Building mass-public infrastructure is no easy feat—more so an underground railway. Of course, we need to take loans in order to be able to realistically afford the materials and the building costs of a project this grand.
Japan has had several decades to establish and flesh out its extensive public infrastructure, which is why it has extended its assistance to give us a helping hand for such a momentous project.
This is why the Department of Transportation and the Japanese government (via the Japan International Cooperation Agency) just signed the second tranche of the loan agreement for the Metro Manila Subway Project last February 10.
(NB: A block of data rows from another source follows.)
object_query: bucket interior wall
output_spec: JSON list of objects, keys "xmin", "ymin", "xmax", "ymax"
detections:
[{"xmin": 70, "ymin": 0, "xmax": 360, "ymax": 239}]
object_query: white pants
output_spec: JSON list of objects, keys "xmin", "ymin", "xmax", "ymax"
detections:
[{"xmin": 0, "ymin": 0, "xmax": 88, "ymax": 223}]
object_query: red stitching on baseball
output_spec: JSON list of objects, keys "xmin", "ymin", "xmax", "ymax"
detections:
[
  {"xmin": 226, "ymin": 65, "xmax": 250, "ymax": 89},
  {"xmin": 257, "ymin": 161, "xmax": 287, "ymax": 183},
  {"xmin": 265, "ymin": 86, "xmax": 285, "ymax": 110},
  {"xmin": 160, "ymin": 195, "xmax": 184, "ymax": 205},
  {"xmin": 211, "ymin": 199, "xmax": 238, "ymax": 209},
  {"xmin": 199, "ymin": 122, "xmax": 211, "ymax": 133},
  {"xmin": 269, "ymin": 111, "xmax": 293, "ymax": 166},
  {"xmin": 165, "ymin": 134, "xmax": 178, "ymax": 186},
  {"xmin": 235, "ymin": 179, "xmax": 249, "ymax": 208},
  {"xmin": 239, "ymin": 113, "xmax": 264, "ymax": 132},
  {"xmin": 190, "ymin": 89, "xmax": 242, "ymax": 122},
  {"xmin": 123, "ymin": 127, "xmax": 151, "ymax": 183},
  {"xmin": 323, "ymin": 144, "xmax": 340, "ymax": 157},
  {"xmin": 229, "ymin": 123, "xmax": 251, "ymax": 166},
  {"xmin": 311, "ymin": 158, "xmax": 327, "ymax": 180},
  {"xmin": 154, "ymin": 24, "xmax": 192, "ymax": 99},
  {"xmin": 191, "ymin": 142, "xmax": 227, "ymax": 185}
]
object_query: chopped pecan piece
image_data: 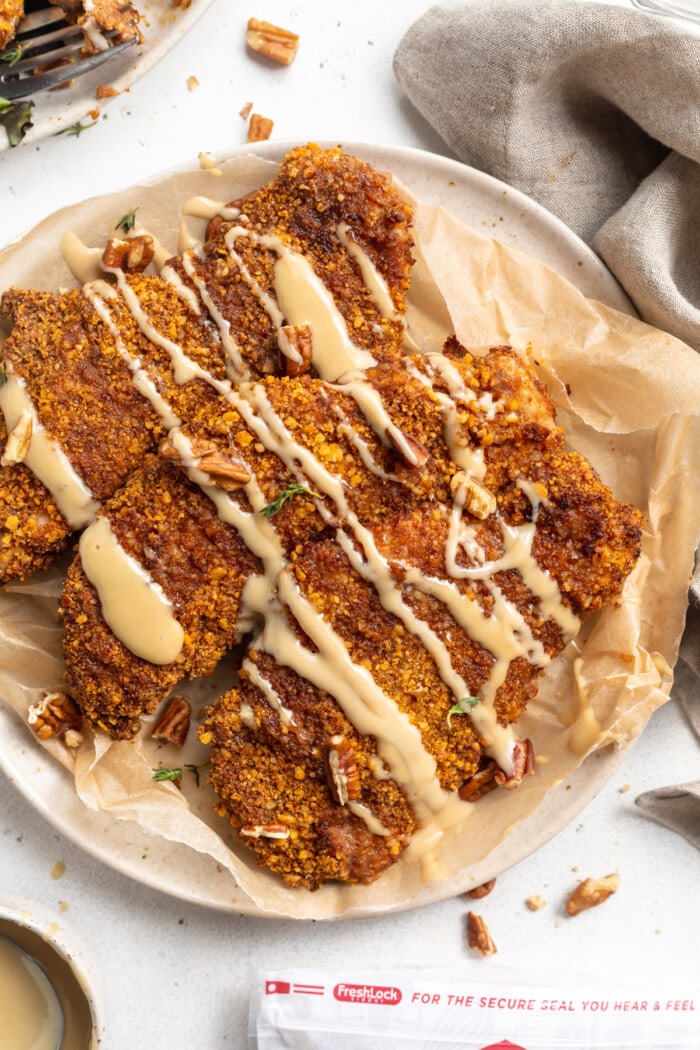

This second tranche adds an additional ¥253 billion (P112 billion) on top of the original ¥105 billion (P46 billion), which we received in March 2018 and is almost fully utilized. This brings the total amount of official development assistance loans from Japan to the Philippine rail sector to ¥848 billion (P376 billion).
If you’re curious, the terms are 0.1% interest per annum over a 40-year repayment period, with a grace period of 12 years. Understandably, there will be concerns from the general public about this money, but not to worry as these funds haven’t exactly been going into the pockets of government officials.
The construction of a partially operable section that runs from Valenzuela City to North Avenue in Quezon City is currently ongoing (with progress pegged at 25.09%), with the first two (of 25) tunnel boring machines having arrived last year.
Once complete, the subway will connect Valenzuela City to NAIA Terminal 3 in Pasay. It will cut down travel time to Quezon City from the airport to just 35 minutes, and is expected to service around 370,000 passengers daily during its first year of operations, going all the way to around a million passengers a few years down the line.
The subway will also be connected to the North-South Commuter (or Malolos-Clark) railway project, allowing people to travel all the way from the North Avenue station to the North-South Commuter Railway’s station in Calamba without having to change trains.
We’re just hoping that these funds will really be used for making our future subway system world-class.